Security threats are evolving and getting more hidden and complicated. Detecting malicious security threats and attacks have become a huge burden to our cyberspace. We should apply proactive prevention and early detections of security vulnerabilities and threats rather than patching security holes afterwards. To analyze the huge amount of data to find out suspicious behaviors, threat patterns, and vulnerabilities, and to predict and prevent future cybersecurity threats is a challenge. Machine Learning (ML) driven artificial intelligence is a powerful instrument to take up such a challenge. Machine Learning (ML) can assist cybersecurity professionals in analyzing malicious patterns and behaviors, by predicting patterns with suitable algorithms. ML can help to prevent similar attacks and respond to attacks more proactively. Many popular ML algorithms (e.g., Naïve Bayes, deep learning) are currently being applied to cybersecurity related event detection. ML can be applied to complex datasets to predict and detect malicious activity like malware, spam, and financial fraud. Further, attacks on machine learning systems are gaining traction among hackers such as adversarial inputs, data poisoning attacks, and model stealing attacks. While the ML is widely used for cybersecurity the big data for machine learning and machine learning algorithms themselves also need to be protected. Therefore the novel cybersecurity for ML needs to be addressed as well.
While ML for both big data analysis and cybersecurity is widely taught in colleges and universities, there is a shortage of teaching and learning materials on ML for Cybersecurity. However, very little or no education resources to train the workforce to increase awareness and mitigate these attacks. Many schools offer ML and cybersecurity courses in their computing curriculum; however, integration of ML into cybersecurity curriculum is not presently commonplace. Cybersecurity professional need every advantage to combat cybersecurity threats. Hands-on activities in cybersecurity education can benefit all types of learners by providing opportunities for them to observe as well as to perform.

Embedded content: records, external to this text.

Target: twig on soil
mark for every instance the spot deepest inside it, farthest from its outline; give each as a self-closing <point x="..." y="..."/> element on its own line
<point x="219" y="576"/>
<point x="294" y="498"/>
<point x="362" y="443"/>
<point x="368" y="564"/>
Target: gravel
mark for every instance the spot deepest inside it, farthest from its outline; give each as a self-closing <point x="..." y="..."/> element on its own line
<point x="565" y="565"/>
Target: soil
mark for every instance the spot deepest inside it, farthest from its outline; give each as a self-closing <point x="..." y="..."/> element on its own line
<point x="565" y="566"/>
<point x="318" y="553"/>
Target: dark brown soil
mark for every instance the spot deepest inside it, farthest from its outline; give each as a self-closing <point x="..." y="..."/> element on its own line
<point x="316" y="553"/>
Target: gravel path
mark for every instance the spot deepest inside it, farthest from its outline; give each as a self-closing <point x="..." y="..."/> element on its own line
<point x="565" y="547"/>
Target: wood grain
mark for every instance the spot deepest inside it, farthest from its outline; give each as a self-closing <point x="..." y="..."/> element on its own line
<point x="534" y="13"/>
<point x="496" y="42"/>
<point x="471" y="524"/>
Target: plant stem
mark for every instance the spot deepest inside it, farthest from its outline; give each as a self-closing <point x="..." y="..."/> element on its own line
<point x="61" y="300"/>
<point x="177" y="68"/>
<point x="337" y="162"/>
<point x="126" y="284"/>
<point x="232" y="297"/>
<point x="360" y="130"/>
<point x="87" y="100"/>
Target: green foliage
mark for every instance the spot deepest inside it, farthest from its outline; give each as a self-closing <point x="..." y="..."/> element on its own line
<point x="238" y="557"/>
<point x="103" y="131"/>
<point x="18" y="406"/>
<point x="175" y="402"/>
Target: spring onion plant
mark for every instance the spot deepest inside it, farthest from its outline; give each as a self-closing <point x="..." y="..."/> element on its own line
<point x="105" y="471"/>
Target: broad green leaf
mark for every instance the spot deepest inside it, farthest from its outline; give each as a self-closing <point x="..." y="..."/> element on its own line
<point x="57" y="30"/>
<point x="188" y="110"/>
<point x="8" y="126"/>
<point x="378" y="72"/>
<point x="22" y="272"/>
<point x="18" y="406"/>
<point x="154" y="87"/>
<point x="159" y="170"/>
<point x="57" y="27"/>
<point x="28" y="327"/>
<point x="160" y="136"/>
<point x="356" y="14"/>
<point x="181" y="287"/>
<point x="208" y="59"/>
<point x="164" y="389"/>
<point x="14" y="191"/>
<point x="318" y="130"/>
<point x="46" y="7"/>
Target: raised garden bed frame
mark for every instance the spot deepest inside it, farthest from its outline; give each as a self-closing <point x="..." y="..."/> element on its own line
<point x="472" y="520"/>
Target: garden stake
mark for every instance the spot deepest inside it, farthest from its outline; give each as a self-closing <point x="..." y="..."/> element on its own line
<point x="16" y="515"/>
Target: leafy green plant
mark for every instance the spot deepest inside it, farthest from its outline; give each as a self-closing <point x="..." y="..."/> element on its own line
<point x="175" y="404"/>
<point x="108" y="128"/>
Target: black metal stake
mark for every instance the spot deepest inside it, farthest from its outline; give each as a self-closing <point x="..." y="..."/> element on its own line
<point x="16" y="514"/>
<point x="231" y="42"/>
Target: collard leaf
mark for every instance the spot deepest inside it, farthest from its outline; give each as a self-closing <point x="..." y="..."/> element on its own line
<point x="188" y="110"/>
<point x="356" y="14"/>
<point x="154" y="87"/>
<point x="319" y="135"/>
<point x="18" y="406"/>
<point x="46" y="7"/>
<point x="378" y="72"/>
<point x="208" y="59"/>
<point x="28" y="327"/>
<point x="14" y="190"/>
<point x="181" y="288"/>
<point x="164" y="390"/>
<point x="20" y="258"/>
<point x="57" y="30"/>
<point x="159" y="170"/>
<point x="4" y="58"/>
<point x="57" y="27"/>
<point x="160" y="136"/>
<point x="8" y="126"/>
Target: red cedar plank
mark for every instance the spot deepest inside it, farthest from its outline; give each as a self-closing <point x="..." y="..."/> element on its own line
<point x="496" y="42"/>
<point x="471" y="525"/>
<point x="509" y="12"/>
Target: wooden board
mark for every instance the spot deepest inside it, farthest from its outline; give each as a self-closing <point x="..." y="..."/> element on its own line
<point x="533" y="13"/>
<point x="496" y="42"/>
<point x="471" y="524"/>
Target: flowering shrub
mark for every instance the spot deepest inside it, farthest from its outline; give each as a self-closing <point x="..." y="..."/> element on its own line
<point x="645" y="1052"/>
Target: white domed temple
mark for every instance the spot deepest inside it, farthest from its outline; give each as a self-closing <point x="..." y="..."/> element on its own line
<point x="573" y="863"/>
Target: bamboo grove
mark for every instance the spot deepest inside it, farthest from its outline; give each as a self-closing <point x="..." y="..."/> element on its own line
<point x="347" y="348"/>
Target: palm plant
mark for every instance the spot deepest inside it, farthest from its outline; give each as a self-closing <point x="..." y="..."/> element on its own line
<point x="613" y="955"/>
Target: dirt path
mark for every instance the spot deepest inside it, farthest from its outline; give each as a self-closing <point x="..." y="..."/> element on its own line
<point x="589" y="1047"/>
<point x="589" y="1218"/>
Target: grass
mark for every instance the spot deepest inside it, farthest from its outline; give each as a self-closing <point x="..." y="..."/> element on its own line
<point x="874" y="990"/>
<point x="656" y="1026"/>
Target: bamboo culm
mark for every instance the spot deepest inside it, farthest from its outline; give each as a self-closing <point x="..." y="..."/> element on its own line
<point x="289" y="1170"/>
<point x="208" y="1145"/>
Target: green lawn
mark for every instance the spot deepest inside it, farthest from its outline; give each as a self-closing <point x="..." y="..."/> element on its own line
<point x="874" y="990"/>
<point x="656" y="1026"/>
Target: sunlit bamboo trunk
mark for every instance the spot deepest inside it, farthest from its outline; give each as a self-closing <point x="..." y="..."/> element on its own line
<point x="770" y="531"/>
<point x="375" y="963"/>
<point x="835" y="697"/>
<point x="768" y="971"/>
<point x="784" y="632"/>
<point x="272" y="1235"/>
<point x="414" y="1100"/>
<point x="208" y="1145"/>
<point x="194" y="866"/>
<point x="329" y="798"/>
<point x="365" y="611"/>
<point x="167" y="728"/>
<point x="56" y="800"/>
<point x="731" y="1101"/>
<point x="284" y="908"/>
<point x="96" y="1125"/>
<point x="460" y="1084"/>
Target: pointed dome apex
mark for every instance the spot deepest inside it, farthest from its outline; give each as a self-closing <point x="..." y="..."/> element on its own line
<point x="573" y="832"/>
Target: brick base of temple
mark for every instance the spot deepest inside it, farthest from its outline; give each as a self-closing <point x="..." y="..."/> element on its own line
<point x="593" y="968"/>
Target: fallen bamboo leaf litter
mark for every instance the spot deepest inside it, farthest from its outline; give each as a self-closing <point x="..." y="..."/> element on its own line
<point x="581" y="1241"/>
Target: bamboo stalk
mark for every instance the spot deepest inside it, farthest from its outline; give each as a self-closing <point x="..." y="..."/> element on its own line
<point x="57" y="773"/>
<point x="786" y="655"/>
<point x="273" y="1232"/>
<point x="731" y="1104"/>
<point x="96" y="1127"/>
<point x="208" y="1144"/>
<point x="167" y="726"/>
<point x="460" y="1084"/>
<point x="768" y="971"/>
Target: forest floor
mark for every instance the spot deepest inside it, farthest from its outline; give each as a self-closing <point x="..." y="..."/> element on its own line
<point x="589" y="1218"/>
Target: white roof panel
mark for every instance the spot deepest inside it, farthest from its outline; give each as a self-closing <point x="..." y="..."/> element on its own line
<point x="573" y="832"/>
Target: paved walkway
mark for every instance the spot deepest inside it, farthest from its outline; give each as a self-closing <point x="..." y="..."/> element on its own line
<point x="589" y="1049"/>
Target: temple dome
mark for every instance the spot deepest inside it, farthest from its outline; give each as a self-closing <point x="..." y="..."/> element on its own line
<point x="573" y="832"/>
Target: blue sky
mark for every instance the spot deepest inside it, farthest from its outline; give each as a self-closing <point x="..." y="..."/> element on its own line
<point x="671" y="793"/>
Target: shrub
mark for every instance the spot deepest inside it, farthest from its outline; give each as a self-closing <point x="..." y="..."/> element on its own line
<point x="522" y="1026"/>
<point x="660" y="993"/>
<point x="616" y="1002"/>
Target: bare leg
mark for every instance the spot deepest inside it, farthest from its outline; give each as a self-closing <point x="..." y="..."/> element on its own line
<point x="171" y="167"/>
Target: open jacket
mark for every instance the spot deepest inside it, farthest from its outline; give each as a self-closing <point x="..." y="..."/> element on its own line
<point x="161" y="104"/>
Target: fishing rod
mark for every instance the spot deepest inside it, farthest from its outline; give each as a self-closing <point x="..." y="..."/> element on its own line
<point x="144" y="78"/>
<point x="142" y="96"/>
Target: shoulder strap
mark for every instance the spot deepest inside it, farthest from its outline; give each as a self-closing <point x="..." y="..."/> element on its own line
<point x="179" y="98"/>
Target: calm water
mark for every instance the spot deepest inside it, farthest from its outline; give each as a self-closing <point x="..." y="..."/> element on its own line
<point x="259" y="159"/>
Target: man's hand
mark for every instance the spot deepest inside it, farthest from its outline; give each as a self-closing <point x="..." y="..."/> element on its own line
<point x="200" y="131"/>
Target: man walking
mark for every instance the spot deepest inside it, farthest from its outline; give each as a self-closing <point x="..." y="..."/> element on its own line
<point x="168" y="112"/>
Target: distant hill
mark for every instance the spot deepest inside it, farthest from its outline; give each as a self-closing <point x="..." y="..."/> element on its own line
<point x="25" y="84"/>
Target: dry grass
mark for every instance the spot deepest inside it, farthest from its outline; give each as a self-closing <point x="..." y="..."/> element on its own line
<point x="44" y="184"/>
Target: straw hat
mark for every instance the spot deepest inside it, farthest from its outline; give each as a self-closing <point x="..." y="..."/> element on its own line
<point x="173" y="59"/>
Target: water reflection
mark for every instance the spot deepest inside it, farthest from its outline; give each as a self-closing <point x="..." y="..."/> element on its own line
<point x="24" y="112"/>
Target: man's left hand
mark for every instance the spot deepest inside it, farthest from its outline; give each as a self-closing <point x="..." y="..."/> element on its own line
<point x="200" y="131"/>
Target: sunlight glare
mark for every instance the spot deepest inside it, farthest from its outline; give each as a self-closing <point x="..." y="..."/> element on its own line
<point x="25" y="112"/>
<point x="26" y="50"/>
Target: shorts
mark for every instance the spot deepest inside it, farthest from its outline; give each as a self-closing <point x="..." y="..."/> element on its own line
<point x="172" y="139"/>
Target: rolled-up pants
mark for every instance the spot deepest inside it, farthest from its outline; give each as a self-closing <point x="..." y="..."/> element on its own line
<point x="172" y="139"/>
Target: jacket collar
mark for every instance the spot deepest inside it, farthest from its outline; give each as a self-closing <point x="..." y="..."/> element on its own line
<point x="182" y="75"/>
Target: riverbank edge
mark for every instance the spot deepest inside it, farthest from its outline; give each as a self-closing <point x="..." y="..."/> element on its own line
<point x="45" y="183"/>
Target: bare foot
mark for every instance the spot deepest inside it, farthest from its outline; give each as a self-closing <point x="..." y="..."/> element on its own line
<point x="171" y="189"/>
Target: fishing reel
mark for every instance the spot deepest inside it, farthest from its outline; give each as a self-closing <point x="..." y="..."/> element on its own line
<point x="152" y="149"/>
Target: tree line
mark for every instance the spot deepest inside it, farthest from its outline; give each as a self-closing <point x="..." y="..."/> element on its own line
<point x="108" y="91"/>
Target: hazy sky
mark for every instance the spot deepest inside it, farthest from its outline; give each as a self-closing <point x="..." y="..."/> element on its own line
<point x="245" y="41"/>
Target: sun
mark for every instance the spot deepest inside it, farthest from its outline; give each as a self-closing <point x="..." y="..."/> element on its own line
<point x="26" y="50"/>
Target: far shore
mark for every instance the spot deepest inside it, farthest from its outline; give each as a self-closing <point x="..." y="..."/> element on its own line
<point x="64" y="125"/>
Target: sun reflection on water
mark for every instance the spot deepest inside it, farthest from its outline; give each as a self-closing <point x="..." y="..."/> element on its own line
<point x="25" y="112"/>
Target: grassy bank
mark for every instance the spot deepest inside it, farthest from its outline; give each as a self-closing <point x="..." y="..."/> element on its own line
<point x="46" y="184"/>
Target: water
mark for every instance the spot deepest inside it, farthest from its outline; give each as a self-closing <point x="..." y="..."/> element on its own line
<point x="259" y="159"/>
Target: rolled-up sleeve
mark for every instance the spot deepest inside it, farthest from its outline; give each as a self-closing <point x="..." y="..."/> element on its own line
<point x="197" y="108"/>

This project seeks to explore Cybersecurity education through the development of Portable Case-based Hands-on Labware. It will focus on two directions: (i) ML for Cybersecurity and (ii) Cybersecurity for ML. In the first direction, the project will develop 10 portable hands-on case studies modules on ML for Cybersecurity covering spam email filtering, network Denial of Service (DoS) prediction, SQL injection prevention, malware classification and prevention, intrusion detection, network traffic monitoring, malicious web attack detection, malicious user behavior detection, unauthorized CAPTCHA bypassing, and financial fraud protection with various machine learning techniques. In the second direction, the project will develop 8 portable labware on Cybersecurity for ML on adversarial input, data poisoning, and model stealing. Each case study module explores one typical cybersecurity case and provides ML instrument solutions such as statistical based learning and deeper learning. Each module supports a hands-on engagement learning cycle which consists of a pre-lab activity for conceptualization and getting started with a Hello World example, hands-on lab experience with real-world data sets, and post add-on lab activity for creative enhancement.
The proposed portable labware will be deployed on Docker containerized environment where learners can easily download and practice all labs interactively anywhere anytime, and on any platforms without tedious installation and configuration. Also, the proposed hands-on lab modules will support a broad audience to effectively learn the subjects and result in more efficient student learning and engagement. This project will help to enhance the cybersecurity curricula across computing disciplines integrated with data science, engage student active learning, and increase problem solving capabilities.